Sebelumnya, DKI Jakarta sempat berencana membangun 4 ITF yaitu di Jakarta wilayah Barat, Timur, Selatan, dan Sunter, Jakarta Utara. Namun pembiayaan dan kurangnya investor menjadi permasalahan yang sampai saat ini belum menemukan jalan keluar.
Sementara itu, Exexutive Director Celios Bima Yusdhistira Adhinegara mengatakan, rencana penutupan Pembangkit Listrik Tenaga Uap (PLTU) juga menjadi permasalahan lain karena hasil biopellet dari RDF ataupun ITF tidak akan bisa terakomodir dengan baik jika tidak ada pembangkit yang menggunakannya sebagai bahan bakar.
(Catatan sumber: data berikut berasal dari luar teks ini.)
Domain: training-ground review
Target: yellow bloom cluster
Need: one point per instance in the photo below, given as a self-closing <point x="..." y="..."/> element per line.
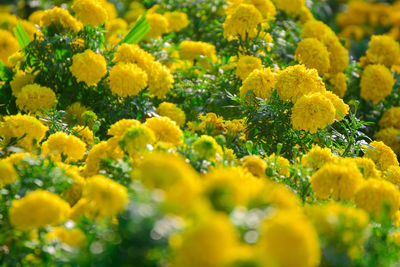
<point x="90" y="12"/>
<point x="38" y="209"/>
<point x="26" y="129"/>
<point x="88" y="67"/>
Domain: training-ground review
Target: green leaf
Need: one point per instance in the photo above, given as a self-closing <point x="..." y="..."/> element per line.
<point x="21" y="35"/>
<point x="138" y="31"/>
<point x="5" y="73"/>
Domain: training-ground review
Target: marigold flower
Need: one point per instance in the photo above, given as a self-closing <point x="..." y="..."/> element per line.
<point x="60" y="18"/>
<point x="297" y="81"/>
<point x="254" y="164"/>
<point x="338" y="180"/>
<point x="339" y="85"/>
<point x="246" y="65"/>
<point x="60" y="145"/>
<point x="28" y="130"/>
<point x="136" y="139"/>
<point x="207" y="148"/>
<point x="290" y="6"/>
<point x="210" y="242"/>
<point x="108" y="197"/>
<point x="313" y="54"/>
<point x="290" y="233"/>
<point x="171" y="111"/>
<point x="38" y="209"/>
<point x="391" y="118"/>
<point x="242" y="21"/>
<point x="312" y="112"/>
<point x="160" y="80"/>
<point x="88" y="67"/>
<point x="127" y="79"/>
<point x="33" y="98"/>
<point x="374" y="194"/>
<point x="90" y="12"/>
<point x="376" y="83"/>
<point x="382" y="155"/>
<point x="158" y="24"/>
<point x="342" y="109"/>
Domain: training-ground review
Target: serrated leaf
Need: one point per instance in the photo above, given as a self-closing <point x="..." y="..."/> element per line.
<point x="21" y="35"/>
<point x="138" y="31"/>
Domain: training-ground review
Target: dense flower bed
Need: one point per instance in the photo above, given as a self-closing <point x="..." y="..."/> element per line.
<point x="208" y="133"/>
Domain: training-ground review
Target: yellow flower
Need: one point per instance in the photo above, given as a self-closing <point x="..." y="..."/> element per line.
<point x="342" y="109"/>
<point x="339" y="85"/>
<point x="290" y="6"/>
<point x="38" y="209"/>
<point x="171" y="111"/>
<point x="8" y="174"/>
<point x="191" y="50"/>
<point x="230" y="187"/>
<point x="176" y="20"/>
<point x="297" y="81"/>
<point x="382" y="155"/>
<point x="318" y="157"/>
<point x="339" y="180"/>
<point x="108" y="197"/>
<point x="392" y="174"/>
<point x="212" y="241"/>
<point x="88" y="67"/>
<point x="246" y="65"/>
<point x="313" y="54"/>
<point x="374" y="194"/>
<point x="260" y="83"/>
<point x="60" y="18"/>
<point x="90" y="12"/>
<point x="376" y="83"/>
<point x="383" y="50"/>
<point x="118" y="129"/>
<point x="60" y="145"/>
<point x="74" y="237"/>
<point x="19" y="80"/>
<point x="100" y="151"/>
<point x="391" y="118"/>
<point x="341" y="226"/>
<point x="242" y="21"/>
<point x="127" y="79"/>
<point x="158" y="24"/>
<point x="390" y="136"/>
<point x="8" y="46"/>
<point x="207" y="148"/>
<point x="28" y="130"/>
<point x="136" y="139"/>
<point x="165" y="130"/>
<point x="33" y="98"/>
<point x="312" y="112"/>
<point x="290" y="239"/>
<point x="85" y="134"/>
<point x="132" y="53"/>
<point x="254" y="164"/>
<point x="160" y="80"/>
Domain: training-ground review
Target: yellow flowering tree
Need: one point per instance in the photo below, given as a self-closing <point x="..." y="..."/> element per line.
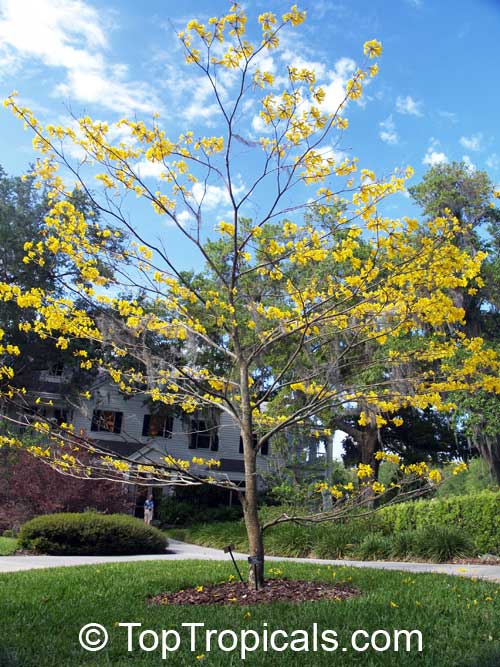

"Nantinya pengelolaan sampah yang menghasilkan pellet untuk pembangkit listrik banyak, tapi tidak ada pembangkit yang bisa mengakomodasi atau memanfaatkannya," ucap Bima.
Selain itu, proses pengolahan sampah dengan teknologi RDF menurut Bima tidak singkron dengan upaya pemerintah yang ingin menuju nol emisi karena proses transmisi yang masih menggunakan transportasi berbahan bakar bensin.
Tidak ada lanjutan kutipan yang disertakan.